A sizable flub during the 26 February 2017 Academy Awards was reported as "the most dramatic" moment in the history of the Oscars, after an apparent envelope mixup led to the wrong film being announced as "Best Picture":
The error left both attendees and viewers confused, and presenter Warren Beatty later said that the mistake was not an attempt at humor:
That final honor of the night appeared to go to the most nominated film of the night, “La La Land,” with the producers going through their acceptance speeches before it became clear that Beatty and Dunaway had actually made a mistake and “Moonlight” was the best picture winner.
“I opened the envelope and it said Emma Stone for ‘La La Land,’” Beatty explained. “I wasn’t trying to be funny.”
The team for “Moonlight” then took the stage in bewilderment. Barry Jenkins and producer Adele Romanski accepted the award while trying to make sense of what was happening to them.
“I knew I would screw this show up,” [Jimmy] Kimmel said as he closed the show. “At least we got to see some extra speeches.”
Vanity Fair reported that the confusion lingered after a stage manager rectified the situation:
In the immediate moments after the error as he existed the stage, Beatty wasn't pleased.
”Much respect, sir, much respect,” Moonlight director Barry Jenkins said to Beatty.
Stage manager Gary Natoli then approached Beatty. “Security would like the envelopes, Mr. Beatty,” Natoli said.
“I'm holding onto them,“ Beatty said. ”I'll give them to Barry Jenkins at an appropriate moment.”
Meanwhile, Oscars producer Jennifer Todd conferred with a crew member: “But how did they both read the wrong thing?”
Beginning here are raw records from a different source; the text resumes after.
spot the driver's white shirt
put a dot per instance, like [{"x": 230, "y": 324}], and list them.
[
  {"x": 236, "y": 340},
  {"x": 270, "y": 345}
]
During the telecast, Beatty had returned to the stage to explain that he had mistakenly read from the second of two envelopes announcing Emma Stone’s best actress win, before handing the erroneous envelope over to Dunaway. Pricewaterhouse Coopers prints two announcements per category for security reasons. Stone said she still had hers in hand as the scene unfolded.
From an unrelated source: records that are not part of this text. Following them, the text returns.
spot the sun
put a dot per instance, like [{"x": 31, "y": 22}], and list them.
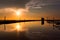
[
  {"x": 18, "y": 12},
  {"x": 18, "y": 26}
]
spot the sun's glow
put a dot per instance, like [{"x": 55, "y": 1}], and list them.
[
  {"x": 18, "y": 12},
  {"x": 18, "y": 27}
]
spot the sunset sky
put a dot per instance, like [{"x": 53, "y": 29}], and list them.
[{"x": 29, "y": 8}]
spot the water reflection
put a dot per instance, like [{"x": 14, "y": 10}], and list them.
[{"x": 29, "y": 31}]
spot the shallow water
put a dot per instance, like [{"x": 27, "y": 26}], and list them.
[{"x": 29, "y": 31}]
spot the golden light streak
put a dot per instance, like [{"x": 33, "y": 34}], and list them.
[
  {"x": 18, "y": 27},
  {"x": 18, "y": 12}
]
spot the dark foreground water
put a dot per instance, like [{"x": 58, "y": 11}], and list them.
[{"x": 29, "y": 31}]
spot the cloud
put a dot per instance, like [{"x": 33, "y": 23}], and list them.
[
  {"x": 12, "y": 3},
  {"x": 41, "y": 3}
]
“I think everyone’s in a state of confusion still,” she told press backstage, according to People. “Excitement but confusion. I think everyone is just so excited for Moonlight. It’s such an incredible film.”
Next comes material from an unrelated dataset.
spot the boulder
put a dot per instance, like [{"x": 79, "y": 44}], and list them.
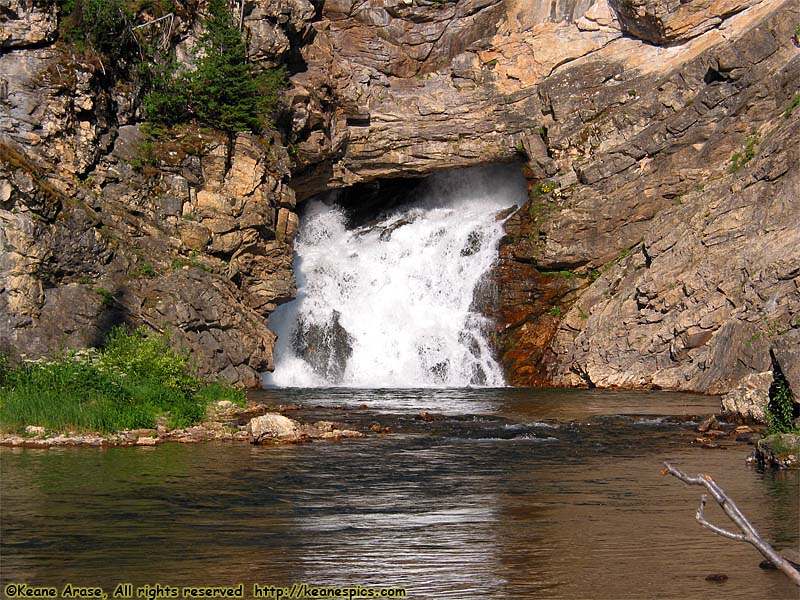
[{"x": 273, "y": 427}]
Academy Awards program host Jimmy Kimmel stated he remained unsure of how the mixup occurred, bafflement echoed by organizers:
Speaking to reporters backstage, Jenkins said that he and his Moonlight teammates were given “no explanation”—but that he did see the infamous wrong card. “Things just happen,” Jenkins said. “I will say, I saw two cards. And so, things just happen. I wanted to see the card, to see the card. Warren refused to show the card to anybody before he showed it to me. And so he did. He came upstairs and he walked over to me, and he showed the card. And everybody was asking, ‘Can I see the card’? And he’s like, ‘no, Barry Jenkins has to see the card, I need him to know.’ And he showed it to me. I felt better about what happened.”
Later in the evening, Academy Awards producer Mike DeLuca echoed his bafflement. “I'm gonna leave it to the Academy to comment,” he told Vanity Fair while waiting for an elevator. “I still don't know what happened.”
After the ceremonies concluded, Oscars vote tallying firm Price Waterhouse Cooper released a statement apologizing to those affected:
We sincerely apologize to “Moonlight,” “La La Land,” Warren Beatty, Faye Dunaway, and Oscar viewers for the error that was made during the award announcement for Best Picture. The presenters had mistakenly been given the wrong category envelope and when discovered, was immediately corrected. We are currently investigating how this could have happened, and deeply regret that this occurred.
We appreciate the grace with which the nominees, the Academy, ABC, and Jimmy Kimmel handled the situation.
And the Oscar goes to… pic.twitter.com/i846CnSDAi
— The Academy (@TheAcademy) February 27, 2017
However, the Academy did not immediately respond to questions about the Oscars mixup.